Matthew Warchus’s staging takes witty advantage of revolving platforms, which allow Phil to seem forever in motion without actually getting anyplace. It also serves the illusion of a pickup truck spinning out of control and, in a rare moment of peaceful beauty, a slo-mo carnival ride. The production is consistently inventive in its craft, especially when, in crisply syncopated montage, it illustrates Phil’s cyclical predicament: He’ll kill himself stage right and then immediately wake up in his b&b bedroom stage center, only to do it all again.
Doing it all over again is the theme — and the hope — of this show that’s built to please ’em for years. The team that has crafted it (Danny Rubin, co-screenwriter of the movie, handled the book; Minchin the music and lyrics) honors what worked in Harold Ramis’s original film while picking at its retrograde aspects. Comedies like Ghostbusters (1984) sicced Murray’s character on women whom he annoyed, harassed, and then inexplicably won over; by Scrooged (1988) and Groundhog Day, the screenwriters had accepted that the only way to justify the smarmy hero’s romantic triumphs was to first redeem him. Thus was born the template of studio movie comedies ever since: Funny asshole violates all of society’s rules for 75 minutes, and then, thanks to the love of a long-suffering woman, becomes in the final 15 someone so nice we probably wouldn’t want to watch a comedy about him.

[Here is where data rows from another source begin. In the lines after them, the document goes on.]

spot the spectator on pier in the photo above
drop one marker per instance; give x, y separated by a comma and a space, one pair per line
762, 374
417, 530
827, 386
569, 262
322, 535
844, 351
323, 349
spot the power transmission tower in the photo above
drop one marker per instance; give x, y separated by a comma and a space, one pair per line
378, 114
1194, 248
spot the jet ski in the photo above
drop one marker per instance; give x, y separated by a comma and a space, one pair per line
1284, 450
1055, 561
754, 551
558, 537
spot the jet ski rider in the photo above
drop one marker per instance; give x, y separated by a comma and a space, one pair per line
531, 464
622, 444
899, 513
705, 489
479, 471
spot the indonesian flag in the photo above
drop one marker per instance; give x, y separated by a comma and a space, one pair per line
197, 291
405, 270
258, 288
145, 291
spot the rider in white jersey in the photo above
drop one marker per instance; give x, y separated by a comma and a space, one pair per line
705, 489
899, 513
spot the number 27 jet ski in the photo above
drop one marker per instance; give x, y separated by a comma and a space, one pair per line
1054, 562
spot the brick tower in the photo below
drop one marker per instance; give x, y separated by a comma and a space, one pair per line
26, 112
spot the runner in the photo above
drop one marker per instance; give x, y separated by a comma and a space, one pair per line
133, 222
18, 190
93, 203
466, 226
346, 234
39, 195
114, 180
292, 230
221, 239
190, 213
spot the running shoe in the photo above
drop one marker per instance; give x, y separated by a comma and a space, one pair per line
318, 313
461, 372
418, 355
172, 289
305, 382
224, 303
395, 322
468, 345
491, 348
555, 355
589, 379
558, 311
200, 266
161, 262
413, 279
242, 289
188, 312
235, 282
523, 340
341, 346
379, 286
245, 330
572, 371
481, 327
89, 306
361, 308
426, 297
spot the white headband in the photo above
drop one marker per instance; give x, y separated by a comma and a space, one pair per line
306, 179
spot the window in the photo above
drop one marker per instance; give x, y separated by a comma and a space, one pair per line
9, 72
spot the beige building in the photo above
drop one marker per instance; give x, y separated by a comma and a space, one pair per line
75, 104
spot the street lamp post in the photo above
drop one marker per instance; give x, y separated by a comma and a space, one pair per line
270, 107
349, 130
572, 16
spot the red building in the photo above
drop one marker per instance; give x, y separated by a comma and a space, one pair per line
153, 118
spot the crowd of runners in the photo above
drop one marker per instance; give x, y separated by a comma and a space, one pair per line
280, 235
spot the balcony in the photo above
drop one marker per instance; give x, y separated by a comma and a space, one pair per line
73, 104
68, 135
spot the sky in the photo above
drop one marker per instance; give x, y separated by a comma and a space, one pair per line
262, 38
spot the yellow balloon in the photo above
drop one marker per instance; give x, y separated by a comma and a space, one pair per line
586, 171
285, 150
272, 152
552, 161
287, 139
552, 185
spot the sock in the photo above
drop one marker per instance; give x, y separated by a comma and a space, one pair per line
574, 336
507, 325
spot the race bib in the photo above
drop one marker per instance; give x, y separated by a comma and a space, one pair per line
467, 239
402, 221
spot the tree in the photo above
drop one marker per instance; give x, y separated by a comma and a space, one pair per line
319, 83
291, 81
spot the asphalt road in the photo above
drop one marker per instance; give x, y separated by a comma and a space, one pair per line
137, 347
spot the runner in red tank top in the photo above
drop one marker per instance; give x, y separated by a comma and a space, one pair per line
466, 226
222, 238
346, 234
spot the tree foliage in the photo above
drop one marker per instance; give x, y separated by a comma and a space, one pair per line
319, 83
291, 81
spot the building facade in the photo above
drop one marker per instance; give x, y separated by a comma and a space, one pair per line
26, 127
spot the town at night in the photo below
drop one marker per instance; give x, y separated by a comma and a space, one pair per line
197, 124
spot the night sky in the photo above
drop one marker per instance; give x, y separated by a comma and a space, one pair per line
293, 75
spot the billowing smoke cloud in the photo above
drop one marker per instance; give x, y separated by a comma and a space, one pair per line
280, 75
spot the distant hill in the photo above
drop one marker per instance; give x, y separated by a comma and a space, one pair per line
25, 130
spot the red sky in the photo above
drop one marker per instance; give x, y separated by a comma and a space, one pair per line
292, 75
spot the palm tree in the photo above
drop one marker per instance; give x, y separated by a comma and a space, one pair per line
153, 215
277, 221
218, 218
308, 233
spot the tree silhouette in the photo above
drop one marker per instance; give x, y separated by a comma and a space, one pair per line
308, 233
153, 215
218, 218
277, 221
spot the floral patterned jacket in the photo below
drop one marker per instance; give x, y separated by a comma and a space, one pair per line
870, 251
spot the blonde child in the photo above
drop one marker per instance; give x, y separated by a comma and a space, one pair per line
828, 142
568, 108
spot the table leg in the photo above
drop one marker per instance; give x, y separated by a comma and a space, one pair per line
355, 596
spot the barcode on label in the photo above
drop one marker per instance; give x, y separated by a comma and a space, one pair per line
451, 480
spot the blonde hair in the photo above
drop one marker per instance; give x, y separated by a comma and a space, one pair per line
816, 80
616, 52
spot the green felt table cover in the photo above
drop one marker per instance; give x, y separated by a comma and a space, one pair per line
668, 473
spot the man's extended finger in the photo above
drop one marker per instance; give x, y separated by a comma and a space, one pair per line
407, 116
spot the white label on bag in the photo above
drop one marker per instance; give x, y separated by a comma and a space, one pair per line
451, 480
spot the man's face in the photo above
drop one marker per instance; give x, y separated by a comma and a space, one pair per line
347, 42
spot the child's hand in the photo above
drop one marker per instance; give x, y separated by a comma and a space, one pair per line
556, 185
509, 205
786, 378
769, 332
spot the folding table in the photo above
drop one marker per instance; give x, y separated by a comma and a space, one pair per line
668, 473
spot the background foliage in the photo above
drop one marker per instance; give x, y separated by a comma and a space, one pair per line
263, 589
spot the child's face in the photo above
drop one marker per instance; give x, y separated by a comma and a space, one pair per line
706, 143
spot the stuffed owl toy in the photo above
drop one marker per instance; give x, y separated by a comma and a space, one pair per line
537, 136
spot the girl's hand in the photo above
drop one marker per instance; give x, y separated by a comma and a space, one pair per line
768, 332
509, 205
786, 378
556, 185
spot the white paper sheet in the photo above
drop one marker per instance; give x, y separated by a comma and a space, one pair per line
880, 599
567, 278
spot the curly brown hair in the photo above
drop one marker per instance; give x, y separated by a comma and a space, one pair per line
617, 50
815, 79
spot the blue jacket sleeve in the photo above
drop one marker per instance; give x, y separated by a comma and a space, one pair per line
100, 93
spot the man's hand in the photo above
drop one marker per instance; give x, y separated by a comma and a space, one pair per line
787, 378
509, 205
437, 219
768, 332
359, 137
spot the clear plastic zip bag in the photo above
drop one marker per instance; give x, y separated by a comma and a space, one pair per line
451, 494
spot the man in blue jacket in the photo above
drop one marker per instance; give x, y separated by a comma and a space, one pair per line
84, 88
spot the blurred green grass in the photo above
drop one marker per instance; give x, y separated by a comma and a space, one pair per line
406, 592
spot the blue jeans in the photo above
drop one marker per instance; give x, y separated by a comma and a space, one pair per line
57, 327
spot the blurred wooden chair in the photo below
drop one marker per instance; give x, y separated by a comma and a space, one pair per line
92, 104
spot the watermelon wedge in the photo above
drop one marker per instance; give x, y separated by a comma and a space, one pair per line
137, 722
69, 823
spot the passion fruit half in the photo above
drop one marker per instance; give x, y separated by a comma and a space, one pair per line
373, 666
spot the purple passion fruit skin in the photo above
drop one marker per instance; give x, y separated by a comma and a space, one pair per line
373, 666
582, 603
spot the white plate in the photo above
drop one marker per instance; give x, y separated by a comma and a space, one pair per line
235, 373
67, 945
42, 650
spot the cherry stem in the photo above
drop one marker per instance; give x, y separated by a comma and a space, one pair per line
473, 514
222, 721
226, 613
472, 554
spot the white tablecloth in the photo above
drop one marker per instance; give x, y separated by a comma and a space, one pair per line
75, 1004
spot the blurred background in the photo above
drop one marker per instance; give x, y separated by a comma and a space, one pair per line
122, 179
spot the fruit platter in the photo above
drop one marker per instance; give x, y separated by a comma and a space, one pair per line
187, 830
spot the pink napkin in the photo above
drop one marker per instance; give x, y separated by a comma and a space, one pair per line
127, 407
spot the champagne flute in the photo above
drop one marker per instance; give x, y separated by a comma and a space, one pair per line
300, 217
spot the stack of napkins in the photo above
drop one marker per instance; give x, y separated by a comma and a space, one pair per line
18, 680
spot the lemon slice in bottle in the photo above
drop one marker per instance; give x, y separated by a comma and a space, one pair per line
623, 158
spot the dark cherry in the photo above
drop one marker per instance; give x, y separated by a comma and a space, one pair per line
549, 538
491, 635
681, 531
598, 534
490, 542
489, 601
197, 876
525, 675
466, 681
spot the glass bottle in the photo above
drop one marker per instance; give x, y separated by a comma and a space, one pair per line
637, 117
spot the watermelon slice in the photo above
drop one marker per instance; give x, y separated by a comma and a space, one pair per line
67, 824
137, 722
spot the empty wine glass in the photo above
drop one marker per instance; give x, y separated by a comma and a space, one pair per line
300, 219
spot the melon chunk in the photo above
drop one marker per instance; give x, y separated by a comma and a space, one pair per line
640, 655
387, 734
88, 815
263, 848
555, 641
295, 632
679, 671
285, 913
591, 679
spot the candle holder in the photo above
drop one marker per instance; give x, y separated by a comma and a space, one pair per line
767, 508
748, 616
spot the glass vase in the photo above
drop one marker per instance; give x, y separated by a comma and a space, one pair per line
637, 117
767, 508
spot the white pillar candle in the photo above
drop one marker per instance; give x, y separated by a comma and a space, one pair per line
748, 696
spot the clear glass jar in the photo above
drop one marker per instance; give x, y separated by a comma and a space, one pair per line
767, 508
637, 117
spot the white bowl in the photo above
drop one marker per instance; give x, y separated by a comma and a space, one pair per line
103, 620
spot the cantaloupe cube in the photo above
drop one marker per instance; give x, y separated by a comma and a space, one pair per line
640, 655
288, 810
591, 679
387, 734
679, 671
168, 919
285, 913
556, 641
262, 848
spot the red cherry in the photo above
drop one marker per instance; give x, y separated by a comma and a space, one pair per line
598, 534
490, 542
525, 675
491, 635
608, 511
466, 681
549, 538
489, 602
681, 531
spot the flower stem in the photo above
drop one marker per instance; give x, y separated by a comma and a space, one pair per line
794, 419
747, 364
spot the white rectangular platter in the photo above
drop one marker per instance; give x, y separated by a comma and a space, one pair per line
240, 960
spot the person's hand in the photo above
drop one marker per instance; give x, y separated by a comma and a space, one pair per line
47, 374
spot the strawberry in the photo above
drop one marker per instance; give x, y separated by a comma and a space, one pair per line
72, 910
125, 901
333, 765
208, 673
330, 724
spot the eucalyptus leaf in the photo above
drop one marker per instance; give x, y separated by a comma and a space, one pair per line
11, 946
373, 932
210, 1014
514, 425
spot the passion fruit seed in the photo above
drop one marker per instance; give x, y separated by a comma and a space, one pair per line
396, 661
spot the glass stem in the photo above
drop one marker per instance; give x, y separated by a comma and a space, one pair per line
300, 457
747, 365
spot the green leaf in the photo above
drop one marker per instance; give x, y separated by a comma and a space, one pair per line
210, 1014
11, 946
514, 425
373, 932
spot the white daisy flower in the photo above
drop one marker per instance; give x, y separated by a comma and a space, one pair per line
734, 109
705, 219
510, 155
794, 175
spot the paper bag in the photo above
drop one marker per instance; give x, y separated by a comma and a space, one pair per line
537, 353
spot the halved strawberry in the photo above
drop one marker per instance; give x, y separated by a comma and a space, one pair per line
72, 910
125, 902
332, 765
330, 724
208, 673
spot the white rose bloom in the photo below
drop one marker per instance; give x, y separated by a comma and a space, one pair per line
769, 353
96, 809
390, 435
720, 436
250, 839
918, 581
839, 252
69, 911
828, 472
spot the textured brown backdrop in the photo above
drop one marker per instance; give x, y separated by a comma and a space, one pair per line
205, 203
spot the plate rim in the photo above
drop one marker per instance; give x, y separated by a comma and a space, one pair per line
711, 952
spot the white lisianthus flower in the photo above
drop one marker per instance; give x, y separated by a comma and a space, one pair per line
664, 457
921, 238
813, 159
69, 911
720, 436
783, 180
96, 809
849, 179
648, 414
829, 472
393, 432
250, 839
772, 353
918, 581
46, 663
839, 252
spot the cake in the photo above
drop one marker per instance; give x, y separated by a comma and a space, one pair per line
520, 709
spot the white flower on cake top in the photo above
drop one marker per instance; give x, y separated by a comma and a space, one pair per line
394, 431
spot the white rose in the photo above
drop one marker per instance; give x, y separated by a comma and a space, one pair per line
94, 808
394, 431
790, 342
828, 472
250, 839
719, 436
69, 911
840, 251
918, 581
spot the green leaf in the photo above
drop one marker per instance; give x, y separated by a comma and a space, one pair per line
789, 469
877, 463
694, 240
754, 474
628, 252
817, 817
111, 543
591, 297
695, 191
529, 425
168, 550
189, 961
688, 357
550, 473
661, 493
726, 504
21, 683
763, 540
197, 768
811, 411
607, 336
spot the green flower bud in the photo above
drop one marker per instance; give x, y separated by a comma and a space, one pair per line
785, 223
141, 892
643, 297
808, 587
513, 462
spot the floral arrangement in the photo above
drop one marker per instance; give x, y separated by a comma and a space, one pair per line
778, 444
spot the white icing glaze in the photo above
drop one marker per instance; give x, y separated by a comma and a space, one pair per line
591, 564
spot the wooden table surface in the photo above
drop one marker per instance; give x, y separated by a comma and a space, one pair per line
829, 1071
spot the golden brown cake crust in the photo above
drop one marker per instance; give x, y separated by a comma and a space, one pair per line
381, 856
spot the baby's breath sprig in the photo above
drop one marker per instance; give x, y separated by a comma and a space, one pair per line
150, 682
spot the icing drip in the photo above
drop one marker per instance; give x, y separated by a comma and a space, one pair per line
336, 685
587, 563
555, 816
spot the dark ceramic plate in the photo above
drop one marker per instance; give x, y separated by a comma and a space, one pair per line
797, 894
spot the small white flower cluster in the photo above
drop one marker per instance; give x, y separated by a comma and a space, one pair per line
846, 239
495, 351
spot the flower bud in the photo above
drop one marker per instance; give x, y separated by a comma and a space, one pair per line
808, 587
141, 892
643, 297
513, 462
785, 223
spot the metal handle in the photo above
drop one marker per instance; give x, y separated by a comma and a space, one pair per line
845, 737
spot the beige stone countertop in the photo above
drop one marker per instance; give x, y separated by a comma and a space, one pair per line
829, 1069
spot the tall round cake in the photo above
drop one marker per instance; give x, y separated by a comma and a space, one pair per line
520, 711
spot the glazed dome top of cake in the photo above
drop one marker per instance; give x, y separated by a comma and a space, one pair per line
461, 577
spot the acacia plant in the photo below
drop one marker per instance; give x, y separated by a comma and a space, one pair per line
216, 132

The woman in these stories is a catalyst but still mostly a prize. Doss exhibits a rare-for-Broadway offhandedness in her performance as Phil’s casually hoodied love interest, and she charms while talk-singing much recitative meant to establish her Rita as complex. But songs about not being hung up on waiting for Prince Charming are just a tick more interesting than songs about longing for him. More fascinating is Rita’s response to Phil’s most aggressive come-ons. She clocks him, he deserves it, and Warchus has such control over the tone that, at a Saturday performance in late April, the rollicking crowd went dead silent.
This production is never more at war with its source material than at the start of the second act, when Rebecca Faulkenberry sings “Playing Nancy,” a piercing, honest ballad about her character’s function in the show: “the perky-breasted giggly one-night stand” who is “just a detour on the journey of some man.” Both Doss and Faulkenberry deserve their ovations — and roles that don’t demand meta-theatrical justification.